Die Verwalteten – Bürokratische Erstickung
Nicht selten geschieht die Entwaffnung des Widerstands durch administrative Prozesse: Verfahren werden verschleppt, Zuständigkeiten verschoben, Fristen versäumt – und dem Betroffenen die Schuld zugeschoben. Intransparentes Verwaltungshandeln erzeugt ein Gefühl der Ohnmacht. Das System funktioniert nicht durch Einschüchterung, sondern durch Ermüdung.
Hier zeigt sich ein paradoxes Moment: Die Rechtsstaatlichkeit wird formal eingehalten, ihre Substanz aber ausgehöhlt. Wer sich wehrt, sieht sich nicht mit Gewalt konfrontiert – sondern mit einem Labyrinth, das keine Ausgänge kennt.
Die Gewalt der Normalität
Die effektivsten Repressionen sind jene, die sich als Normalität tarnen. Die Delegitimierung von Widerstand durch Pathologisierung, Hysterisierung, Bürokratisierung ist kein Exzess, sondern systemisches Kalkül. Sie soll abschrecken, zermürben, isolieren.

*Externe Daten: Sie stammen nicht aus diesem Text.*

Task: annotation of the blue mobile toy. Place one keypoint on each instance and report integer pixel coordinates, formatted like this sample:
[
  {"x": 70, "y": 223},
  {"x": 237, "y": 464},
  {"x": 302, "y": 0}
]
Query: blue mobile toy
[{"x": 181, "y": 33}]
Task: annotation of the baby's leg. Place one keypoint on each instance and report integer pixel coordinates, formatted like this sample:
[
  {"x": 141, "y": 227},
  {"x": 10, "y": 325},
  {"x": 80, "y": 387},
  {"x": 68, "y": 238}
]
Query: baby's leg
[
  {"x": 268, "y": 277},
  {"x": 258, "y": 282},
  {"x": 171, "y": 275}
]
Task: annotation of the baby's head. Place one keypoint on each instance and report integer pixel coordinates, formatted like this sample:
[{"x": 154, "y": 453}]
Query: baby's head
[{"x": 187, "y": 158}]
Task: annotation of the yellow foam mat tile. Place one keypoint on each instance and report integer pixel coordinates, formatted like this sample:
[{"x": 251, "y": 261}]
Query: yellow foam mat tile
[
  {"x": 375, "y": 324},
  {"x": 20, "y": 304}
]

Widerstand wird nicht besiegt – sondern unmöglich gemacht. Nicht durch offene Unterdrückung, sondern durch den Entzug von Bedeutung. Wer das System infrage stellt, wird nicht nur bekämpft – er wird aus dem Diskurs getilgt.
Der Preis? Eine Demokratie, die den Widerspruch nicht mehr aushält, verliert ihre Substanz. Was bleibt, ist eine demokratische Fassade, hinter der autoritäre Logiken längst Raum greifen.
Und genau das darf nicht normal werden.